Это основная причина. Следовательно, об этом надо подумать серьезно и не ограничиваться, господа, теми высокими фразами, может быть, очень патриотичными, которые очень часто повторяли с этой трибуны. Пора задуматься, господа, об этом серьезно; это, я говорю, общие причины, но у нас есть специфические русские условия, которые, конечно, этот вопрос усугубляют, и вот когда вы выходите на эту трибуну и ищете виновника — ищите этого виновника, но ищите беспристрастно. Правительство? Да, разумеется, в первую очередь и в первую голову оно виновато в том, что сейчас происходит. Но, господа, не виноваты ли в этом и те, которые шли одно время, и долго шли, в единении с этим правительством?
Я вас спрашиваю, господа, отвечайте беспристрастно на это — с тем правительством, которое вы называете никчемным и которое было таким всегда, не со вчерашнего дня, не с момента объявления войны, и до войны оно было таким, и вы это знали. Когда здесь говорят, что нас обмануло это правительство, позвольте мне сказать, что это неверно: вас не могли обмануть, потому что вы знали, досконально знали это правительство, вы шли в единении, господа, вы каждый раз дожидались, пока какая-нибудь катастрофа не разразится, — так было в 1915 году, и вот, когда дождались, тогда заговорили, господа, правду. Как же с вами поступало это самое правительство? Позвольте, господа, привести маленький анекдот или рассказать, если хотите.

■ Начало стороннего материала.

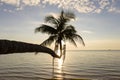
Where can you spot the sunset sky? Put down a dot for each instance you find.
(97, 21)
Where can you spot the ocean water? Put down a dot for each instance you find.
(91, 65)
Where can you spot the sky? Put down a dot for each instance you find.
(97, 21)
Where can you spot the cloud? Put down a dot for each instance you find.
(82, 6)
(87, 31)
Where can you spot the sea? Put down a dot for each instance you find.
(78, 65)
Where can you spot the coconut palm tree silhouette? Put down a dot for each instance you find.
(60, 31)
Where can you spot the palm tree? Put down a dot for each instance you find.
(60, 31)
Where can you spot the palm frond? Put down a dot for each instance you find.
(46, 29)
(49, 40)
(69, 29)
(51, 19)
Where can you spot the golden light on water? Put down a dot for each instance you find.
(59, 61)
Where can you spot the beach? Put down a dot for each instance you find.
(89, 65)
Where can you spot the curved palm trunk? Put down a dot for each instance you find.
(7, 47)
(64, 52)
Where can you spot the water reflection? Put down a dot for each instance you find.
(58, 72)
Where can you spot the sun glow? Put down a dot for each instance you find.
(60, 61)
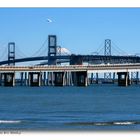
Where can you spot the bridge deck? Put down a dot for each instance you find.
(74, 68)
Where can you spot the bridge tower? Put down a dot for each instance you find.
(107, 52)
(11, 53)
(9, 77)
(52, 49)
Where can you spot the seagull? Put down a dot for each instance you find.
(49, 20)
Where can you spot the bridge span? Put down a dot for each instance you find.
(74, 68)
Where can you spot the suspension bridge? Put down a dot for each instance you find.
(75, 73)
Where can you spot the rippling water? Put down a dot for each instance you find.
(97, 107)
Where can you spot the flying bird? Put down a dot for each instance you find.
(49, 20)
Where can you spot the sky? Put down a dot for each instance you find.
(80, 30)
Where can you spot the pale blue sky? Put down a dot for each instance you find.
(81, 30)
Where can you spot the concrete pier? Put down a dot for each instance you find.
(59, 78)
(9, 79)
(123, 79)
(81, 78)
(34, 79)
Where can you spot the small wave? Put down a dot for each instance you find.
(104, 123)
(123, 123)
(9, 121)
(101, 123)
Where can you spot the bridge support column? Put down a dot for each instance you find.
(134, 77)
(123, 79)
(113, 78)
(26, 80)
(59, 79)
(21, 80)
(94, 78)
(44, 79)
(0, 79)
(34, 79)
(50, 79)
(9, 79)
(81, 78)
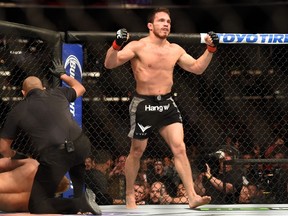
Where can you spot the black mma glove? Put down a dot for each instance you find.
(215, 41)
(18, 156)
(58, 69)
(121, 38)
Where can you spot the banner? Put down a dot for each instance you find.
(72, 55)
(238, 38)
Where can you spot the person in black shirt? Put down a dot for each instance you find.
(59, 142)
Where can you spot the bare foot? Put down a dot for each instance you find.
(198, 201)
(130, 202)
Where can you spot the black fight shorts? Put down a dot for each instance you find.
(150, 112)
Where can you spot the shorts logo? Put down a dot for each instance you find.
(143, 129)
(151, 108)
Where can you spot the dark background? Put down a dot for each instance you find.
(188, 16)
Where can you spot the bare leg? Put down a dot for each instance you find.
(17, 175)
(131, 170)
(173, 135)
(14, 202)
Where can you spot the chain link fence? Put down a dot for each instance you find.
(238, 106)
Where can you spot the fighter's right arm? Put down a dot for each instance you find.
(117, 56)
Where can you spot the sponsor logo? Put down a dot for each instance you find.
(250, 38)
(143, 128)
(161, 108)
(71, 64)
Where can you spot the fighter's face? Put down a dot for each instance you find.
(161, 25)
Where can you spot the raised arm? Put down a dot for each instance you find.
(117, 56)
(199, 65)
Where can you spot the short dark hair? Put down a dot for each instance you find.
(151, 16)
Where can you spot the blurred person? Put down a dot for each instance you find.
(59, 142)
(157, 193)
(89, 163)
(251, 194)
(153, 59)
(16, 179)
(97, 179)
(278, 183)
(140, 193)
(117, 179)
(181, 197)
(224, 186)
(278, 143)
(119, 168)
(158, 173)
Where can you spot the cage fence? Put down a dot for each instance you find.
(238, 106)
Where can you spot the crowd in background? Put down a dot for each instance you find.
(158, 182)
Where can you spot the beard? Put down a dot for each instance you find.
(160, 36)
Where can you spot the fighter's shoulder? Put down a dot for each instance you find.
(176, 47)
(136, 44)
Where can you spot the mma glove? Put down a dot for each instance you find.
(215, 41)
(121, 38)
(19, 156)
(58, 69)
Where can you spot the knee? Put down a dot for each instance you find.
(136, 153)
(179, 150)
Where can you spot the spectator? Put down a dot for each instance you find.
(140, 193)
(251, 194)
(157, 192)
(117, 179)
(16, 179)
(59, 142)
(228, 182)
(157, 173)
(89, 163)
(181, 197)
(97, 179)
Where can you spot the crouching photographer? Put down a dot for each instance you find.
(222, 183)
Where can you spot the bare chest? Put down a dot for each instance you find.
(158, 58)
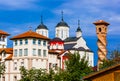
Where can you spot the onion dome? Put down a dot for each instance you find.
(56, 39)
(62, 22)
(78, 29)
(42, 26)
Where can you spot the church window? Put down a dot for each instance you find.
(15, 65)
(39, 52)
(15, 54)
(15, 78)
(44, 43)
(26, 41)
(62, 33)
(25, 52)
(34, 52)
(44, 53)
(34, 41)
(15, 42)
(22, 63)
(20, 41)
(39, 42)
(100, 29)
(20, 52)
(3, 78)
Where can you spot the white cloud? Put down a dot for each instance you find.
(17, 4)
(88, 11)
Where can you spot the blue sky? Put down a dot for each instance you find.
(16, 16)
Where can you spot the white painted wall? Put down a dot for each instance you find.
(62, 32)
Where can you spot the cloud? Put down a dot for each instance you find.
(89, 12)
(17, 4)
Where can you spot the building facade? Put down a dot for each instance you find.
(35, 50)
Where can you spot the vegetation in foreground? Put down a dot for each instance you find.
(76, 68)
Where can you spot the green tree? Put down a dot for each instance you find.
(2, 69)
(76, 67)
(114, 59)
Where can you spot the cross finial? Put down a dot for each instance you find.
(30, 28)
(78, 23)
(41, 19)
(62, 15)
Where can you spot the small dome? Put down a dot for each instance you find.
(42, 26)
(78, 30)
(62, 23)
(56, 39)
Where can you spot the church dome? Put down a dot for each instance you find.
(62, 23)
(42, 26)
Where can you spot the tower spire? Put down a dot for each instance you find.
(41, 19)
(62, 15)
(79, 29)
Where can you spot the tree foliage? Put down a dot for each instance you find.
(114, 59)
(76, 68)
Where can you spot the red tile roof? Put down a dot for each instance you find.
(99, 22)
(3, 33)
(30, 34)
(8, 51)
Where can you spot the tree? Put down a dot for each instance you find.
(77, 67)
(114, 59)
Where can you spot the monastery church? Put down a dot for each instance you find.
(34, 49)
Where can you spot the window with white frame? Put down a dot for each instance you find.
(15, 66)
(26, 41)
(15, 42)
(39, 52)
(22, 63)
(34, 41)
(20, 52)
(15, 78)
(15, 52)
(25, 52)
(44, 43)
(21, 42)
(34, 52)
(44, 53)
(39, 42)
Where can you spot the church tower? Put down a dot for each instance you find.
(101, 31)
(78, 31)
(3, 39)
(42, 29)
(62, 29)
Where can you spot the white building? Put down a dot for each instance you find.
(31, 49)
(42, 29)
(3, 39)
(62, 29)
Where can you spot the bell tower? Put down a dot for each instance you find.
(101, 31)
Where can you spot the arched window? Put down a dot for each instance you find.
(100, 29)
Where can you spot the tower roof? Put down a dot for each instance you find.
(42, 26)
(56, 39)
(29, 34)
(62, 22)
(100, 22)
(78, 29)
(3, 33)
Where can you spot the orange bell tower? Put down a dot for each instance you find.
(101, 31)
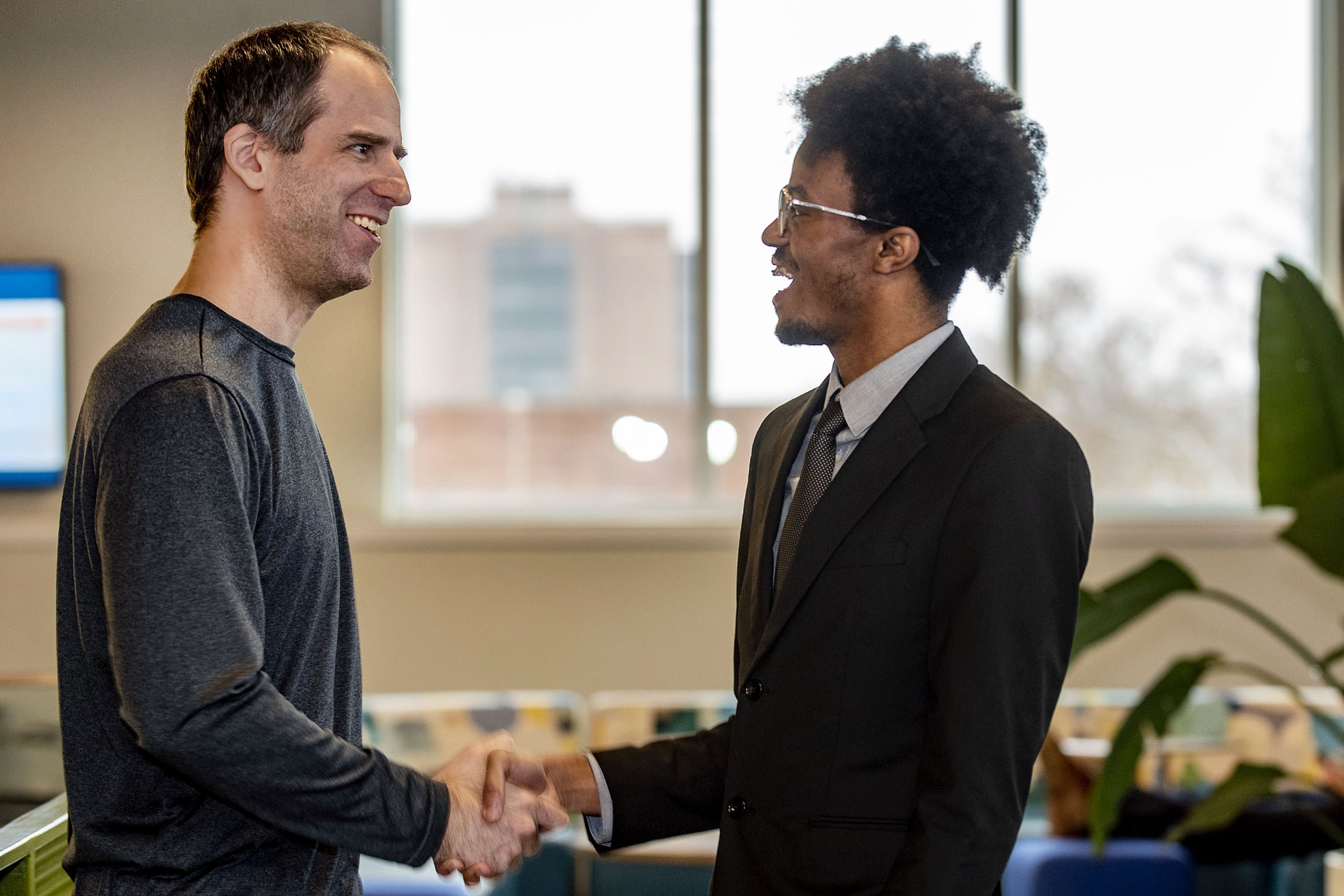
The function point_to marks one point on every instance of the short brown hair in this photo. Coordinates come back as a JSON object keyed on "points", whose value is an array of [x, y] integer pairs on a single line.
{"points": [[265, 80]]}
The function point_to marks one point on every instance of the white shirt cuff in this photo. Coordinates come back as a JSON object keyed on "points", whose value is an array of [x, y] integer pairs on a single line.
{"points": [[600, 827]]}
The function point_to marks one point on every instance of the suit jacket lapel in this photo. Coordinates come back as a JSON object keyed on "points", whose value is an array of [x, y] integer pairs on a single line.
{"points": [[894, 440], [776, 461]]}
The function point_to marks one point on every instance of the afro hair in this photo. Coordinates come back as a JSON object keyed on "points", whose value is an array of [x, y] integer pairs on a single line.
{"points": [[930, 143]]}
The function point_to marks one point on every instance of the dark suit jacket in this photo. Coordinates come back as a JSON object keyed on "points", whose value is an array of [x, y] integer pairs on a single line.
{"points": [[894, 694]]}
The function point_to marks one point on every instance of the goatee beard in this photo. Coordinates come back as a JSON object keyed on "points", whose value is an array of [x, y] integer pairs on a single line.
{"points": [[803, 334]]}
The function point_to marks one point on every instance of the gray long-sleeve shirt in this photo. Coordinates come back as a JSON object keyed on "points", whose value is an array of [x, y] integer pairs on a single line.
{"points": [[209, 652]]}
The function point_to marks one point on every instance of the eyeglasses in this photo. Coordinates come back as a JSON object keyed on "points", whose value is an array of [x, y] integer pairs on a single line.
{"points": [[788, 202]]}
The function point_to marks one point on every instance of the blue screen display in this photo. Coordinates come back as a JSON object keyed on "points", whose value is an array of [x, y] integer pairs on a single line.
{"points": [[33, 377]]}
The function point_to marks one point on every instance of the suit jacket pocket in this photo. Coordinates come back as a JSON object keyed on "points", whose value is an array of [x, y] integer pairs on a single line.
{"points": [[849, 823], [869, 554]]}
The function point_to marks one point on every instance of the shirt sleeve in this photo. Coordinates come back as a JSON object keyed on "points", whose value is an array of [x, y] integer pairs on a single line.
{"points": [[178, 495], [600, 827]]}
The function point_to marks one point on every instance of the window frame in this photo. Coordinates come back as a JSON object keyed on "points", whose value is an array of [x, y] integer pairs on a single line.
{"points": [[714, 524]]}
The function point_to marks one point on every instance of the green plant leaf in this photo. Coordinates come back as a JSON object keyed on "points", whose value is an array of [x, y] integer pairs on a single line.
{"points": [[1319, 528], [1105, 612], [1152, 712], [1301, 389], [1225, 804]]}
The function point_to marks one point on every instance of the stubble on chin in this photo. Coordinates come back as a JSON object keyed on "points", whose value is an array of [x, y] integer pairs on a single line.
{"points": [[843, 303], [307, 244]]}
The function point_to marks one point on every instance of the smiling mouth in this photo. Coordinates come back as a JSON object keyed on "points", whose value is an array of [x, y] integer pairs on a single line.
{"points": [[367, 224]]}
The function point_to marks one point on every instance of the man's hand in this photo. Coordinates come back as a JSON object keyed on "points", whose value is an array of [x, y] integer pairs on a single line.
{"points": [[572, 775], [479, 847]]}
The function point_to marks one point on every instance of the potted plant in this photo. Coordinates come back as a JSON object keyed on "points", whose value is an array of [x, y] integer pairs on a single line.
{"points": [[1300, 466]]}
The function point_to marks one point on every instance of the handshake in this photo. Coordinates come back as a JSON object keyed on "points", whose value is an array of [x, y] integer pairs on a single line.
{"points": [[502, 802]]}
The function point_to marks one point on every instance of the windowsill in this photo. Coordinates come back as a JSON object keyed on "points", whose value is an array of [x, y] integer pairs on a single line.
{"points": [[718, 530]]}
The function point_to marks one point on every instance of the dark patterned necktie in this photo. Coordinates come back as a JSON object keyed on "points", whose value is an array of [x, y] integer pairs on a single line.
{"points": [[818, 470]]}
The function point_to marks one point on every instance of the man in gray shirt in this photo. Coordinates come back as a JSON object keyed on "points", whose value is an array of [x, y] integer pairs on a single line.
{"points": [[209, 650]]}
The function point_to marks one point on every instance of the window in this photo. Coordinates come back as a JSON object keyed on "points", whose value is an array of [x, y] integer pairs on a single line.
{"points": [[556, 357], [1180, 166], [545, 308]]}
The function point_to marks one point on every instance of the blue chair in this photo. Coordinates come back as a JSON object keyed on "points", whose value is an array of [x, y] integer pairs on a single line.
{"points": [[1066, 867]]}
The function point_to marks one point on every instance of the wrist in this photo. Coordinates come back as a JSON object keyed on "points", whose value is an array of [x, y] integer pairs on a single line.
{"points": [[574, 784]]}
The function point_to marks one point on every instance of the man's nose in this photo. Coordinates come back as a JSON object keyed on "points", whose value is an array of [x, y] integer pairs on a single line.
{"points": [[394, 186], [772, 237]]}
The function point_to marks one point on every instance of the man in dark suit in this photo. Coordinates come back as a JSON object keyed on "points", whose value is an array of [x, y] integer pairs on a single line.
{"points": [[913, 536]]}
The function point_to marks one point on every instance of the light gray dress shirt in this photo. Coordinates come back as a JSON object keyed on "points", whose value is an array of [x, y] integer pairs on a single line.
{"points": [[862, 402]]}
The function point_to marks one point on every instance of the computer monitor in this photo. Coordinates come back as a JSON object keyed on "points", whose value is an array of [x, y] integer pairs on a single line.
{"points": [[33, 377]]}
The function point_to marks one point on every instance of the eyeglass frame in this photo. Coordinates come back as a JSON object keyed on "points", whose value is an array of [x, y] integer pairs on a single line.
{"points": [[787, 202]]}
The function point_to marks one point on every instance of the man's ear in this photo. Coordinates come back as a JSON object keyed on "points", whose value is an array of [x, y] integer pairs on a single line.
{"points": [[246, 155], [898, 250]]}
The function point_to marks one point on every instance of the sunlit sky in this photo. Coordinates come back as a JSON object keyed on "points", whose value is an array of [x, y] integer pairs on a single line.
{"points": [[1174, 125]]}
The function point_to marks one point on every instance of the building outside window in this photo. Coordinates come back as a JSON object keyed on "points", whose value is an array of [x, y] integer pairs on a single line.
{"points": [[550, 357]]}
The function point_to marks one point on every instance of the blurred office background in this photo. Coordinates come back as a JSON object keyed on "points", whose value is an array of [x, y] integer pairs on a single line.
{"points": [[502, 536], [541, 413]]}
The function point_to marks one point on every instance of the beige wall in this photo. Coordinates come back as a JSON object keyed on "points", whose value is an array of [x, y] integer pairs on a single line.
{"points": [[90, 177]]}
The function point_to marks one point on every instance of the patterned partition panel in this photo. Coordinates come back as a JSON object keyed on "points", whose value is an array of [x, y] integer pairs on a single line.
{"points": [[621, 718], [426, 730]]}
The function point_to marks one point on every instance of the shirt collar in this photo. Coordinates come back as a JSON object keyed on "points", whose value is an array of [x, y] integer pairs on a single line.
{"points": [[866, 398]]}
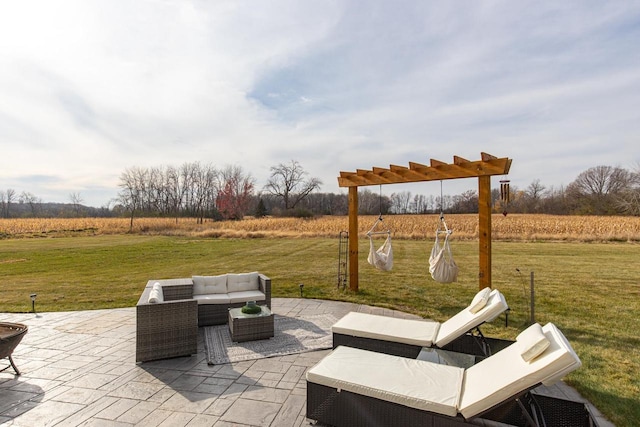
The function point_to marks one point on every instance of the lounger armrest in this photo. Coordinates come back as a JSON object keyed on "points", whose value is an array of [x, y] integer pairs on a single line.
{"points": [[166, 329], [265, 287], [177, 292]]}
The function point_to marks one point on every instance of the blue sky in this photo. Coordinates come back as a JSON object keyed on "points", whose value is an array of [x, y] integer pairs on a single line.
{"points": [[90, 88]]}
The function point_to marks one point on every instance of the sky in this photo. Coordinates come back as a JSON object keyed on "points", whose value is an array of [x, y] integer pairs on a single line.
{"points": [[91, 88]]}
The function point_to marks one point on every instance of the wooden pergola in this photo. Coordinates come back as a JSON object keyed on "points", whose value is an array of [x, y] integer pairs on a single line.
{"points": [[460, 168]]}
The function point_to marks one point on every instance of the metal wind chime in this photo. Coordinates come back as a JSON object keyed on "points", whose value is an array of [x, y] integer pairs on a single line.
{"points": [[505, 194]]}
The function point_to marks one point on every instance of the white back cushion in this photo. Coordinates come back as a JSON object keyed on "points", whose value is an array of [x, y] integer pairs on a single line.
{"points": [[480, 300], [242, 282], [156, 295], [205, 285], [532, 342]]}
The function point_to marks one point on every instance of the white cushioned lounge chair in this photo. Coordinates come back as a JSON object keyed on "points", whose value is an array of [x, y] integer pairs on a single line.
{"points": [[351, 387], [406, 337]]}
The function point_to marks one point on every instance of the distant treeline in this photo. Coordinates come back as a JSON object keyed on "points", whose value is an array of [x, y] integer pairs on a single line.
{"points": [[203, 191]]}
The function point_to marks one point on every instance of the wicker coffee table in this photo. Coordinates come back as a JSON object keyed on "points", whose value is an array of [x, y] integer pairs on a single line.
{"points": [[249, 327]]}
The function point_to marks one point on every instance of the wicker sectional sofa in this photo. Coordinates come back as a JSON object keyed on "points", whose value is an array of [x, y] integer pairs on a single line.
{"points": [[170, 311]]}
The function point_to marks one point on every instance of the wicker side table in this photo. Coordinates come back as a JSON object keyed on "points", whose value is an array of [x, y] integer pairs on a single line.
{"points": [[249, 327]]}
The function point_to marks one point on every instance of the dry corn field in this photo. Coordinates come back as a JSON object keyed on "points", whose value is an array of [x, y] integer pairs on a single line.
{"points": [[512, 227]]}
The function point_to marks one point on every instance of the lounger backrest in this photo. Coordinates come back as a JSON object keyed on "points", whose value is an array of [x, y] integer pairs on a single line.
{"points": [[506, 374], [465, 320]]}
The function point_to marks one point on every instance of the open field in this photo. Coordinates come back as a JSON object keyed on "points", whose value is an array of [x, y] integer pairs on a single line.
{"points": [[512, 227], [590, 290]]}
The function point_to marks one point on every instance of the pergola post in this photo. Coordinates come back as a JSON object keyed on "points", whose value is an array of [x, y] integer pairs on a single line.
{"points": [[484, 227], [353, 239]]}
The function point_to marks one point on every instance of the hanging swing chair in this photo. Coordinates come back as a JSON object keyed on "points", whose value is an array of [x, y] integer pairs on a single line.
{"points": [[381, 258], [442, 267]]}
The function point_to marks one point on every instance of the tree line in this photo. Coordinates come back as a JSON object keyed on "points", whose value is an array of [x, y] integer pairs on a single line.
{"points": [[204, 191]]}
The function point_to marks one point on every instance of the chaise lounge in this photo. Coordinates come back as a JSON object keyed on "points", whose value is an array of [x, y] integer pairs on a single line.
{"points": [[355, 387], [10, 336], [170, 311], [407, 337]]}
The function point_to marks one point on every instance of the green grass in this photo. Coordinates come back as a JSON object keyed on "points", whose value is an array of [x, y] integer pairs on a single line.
{"points": [[590, 290]]}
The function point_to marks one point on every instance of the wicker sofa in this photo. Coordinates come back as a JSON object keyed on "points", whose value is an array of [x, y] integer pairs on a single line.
{"points": [[169, 311]]}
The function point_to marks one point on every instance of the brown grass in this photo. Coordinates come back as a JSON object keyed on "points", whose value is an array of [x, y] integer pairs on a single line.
{"points": [[517, 227]]}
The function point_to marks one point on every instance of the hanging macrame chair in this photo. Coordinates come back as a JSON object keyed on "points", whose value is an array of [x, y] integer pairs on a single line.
{"points": [[381, 258], [442, 267]]}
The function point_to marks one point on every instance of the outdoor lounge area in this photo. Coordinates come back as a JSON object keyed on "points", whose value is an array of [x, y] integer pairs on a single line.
{"points": [[78, 368]]}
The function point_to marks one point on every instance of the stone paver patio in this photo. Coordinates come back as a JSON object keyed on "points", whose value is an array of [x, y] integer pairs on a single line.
{"points": [[78, 369]]}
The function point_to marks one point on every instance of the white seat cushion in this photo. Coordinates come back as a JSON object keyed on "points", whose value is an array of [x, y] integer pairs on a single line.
{"points": [[242, 282], [464, 320], [407, 331], [244, 296], [213, 299], [205, 285], [506, 374], [413, 383]]}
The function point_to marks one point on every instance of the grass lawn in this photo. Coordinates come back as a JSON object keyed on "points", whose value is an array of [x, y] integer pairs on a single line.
{"points": [[590, 290]]}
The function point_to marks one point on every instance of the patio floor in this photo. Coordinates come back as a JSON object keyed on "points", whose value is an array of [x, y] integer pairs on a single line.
{"points": [[78, 369]]}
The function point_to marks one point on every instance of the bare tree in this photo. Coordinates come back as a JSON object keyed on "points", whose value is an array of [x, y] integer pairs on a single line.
{"points": [[290, 183], [76, 201], [235, 190], [595, 190], [401, 202], [7, 198], [31, 200], [534, 193]]}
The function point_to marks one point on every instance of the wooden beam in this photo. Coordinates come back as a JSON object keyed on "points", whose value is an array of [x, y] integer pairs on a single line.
{"points": [[484, 227], [437, 170], [353, 239]]}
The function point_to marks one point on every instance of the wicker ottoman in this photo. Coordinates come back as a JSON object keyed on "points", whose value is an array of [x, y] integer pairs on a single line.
{"points": [[249, 327]]}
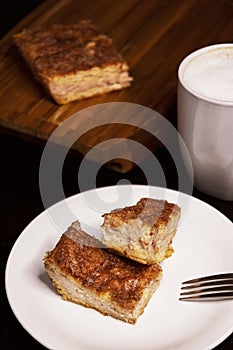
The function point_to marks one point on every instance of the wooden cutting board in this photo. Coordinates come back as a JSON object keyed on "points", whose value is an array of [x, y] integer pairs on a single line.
{"points": [[150, 36]]}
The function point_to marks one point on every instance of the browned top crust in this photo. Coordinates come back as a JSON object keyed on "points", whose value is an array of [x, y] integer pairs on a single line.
{"points": [[152, 212], [65, 49], [81, 257]]}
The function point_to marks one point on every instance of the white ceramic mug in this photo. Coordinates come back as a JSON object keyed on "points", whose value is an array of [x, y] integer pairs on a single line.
{"points": [[205, 117]]}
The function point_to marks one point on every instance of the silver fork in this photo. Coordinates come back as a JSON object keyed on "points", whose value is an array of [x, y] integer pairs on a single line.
{"points": [[208, 288]]}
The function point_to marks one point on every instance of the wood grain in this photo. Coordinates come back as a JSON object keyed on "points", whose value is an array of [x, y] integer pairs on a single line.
{"points": [[152, 35]]}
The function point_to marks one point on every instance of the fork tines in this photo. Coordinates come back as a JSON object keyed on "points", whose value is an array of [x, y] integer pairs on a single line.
{"points": [[214, 287]]}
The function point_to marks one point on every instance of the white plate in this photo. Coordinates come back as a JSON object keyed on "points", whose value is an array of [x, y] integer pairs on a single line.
{"points": [[203, 245]]}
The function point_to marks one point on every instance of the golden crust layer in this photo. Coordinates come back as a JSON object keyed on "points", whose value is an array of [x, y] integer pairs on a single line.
{"points": [[73, 61], [83, 259]]}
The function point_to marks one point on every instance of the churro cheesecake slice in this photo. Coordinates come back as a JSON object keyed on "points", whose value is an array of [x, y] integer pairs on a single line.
{"points": [[73, 61], [142, 232], [84, 272]]}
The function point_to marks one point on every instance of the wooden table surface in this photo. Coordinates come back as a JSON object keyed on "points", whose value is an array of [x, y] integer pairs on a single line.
{"points": [[154, 36]]}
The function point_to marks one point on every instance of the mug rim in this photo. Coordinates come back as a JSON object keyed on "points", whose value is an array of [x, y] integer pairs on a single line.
{"points": [[184, 63]]}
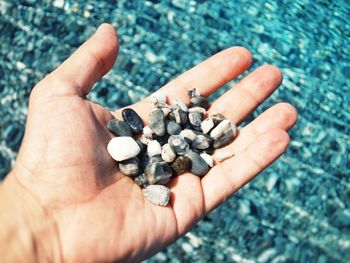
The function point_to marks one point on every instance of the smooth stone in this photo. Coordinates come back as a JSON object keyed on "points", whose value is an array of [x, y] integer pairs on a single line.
{"points": [[199, 166], [168, 154], [200, 101], [123, 148], [217, 118], [178, 144], [198, 110], [156, 122], [119, 128], [133, 119], [157, 194], [179, 104], [179, 116], [207, 125], [193, 93], [157, 171], [173, 128], [208, 159], [154, 148], [195, 119], [181, 165], [130, 167], [188, 134], [202, 142], [143, 147], [141, 181]]}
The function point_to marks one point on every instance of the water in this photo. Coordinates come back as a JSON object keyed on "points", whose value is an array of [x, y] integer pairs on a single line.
{"points": [[299, 209]]}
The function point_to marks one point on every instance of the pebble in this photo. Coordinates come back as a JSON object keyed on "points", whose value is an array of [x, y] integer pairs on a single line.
{"points": [[195, 119], [157, 194], [141, 181], [168, 154], [123, 148], [199, 166], [154, 148], [200, 101], [178, 144], [223, 134], [179, 104], [188, 135], [156, 122], [130, 167], [173, 128], [158, 172], [181, 165], [119, 128], [207, 125], [201, 142], [133, 119], [208, 159]]}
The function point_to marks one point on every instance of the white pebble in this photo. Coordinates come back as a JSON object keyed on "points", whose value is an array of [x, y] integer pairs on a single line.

Правительство с вами поступало так, как поступил один раввин с одним семейством еврейским, которое обратилось к нему с жалобой. Семейство задыхается в хате, некуда ему поставить козу, лошадь и корову. И вот раввин предлагает:
— Поставьте там козу.
— А как же так, мы задыхаемся и без козы.
— Поставьте. — Пошли, поставили.
— Что, как обстоит дело?
— Задыхаемся.
— Поставьте корову. — Поставили корову, хуже стало, поставили лошадь.
— Нет, невозможно дышать.
— Выведите козу. — Вывели козу.
— Ну, что, легче стало? Выведите корову. — Корову вывели. — Стало легче?
— Легче.
— Потом лошадь.
— Теперь, говорят, почти совсем хорошо.
Вот вам довольно министров увольняли, одних, увольняли других, вам становилось легче!
Слева, со стороны радикалов раздался смех.
— Вот вы таким образом, знаете, вели себя каждый раз, пока какая-нибудь катастрофа не разражалась. Что же, господа, теперь предлагается?
— Кто же был коза? — послышалось оттуда же, откуда раздался смех.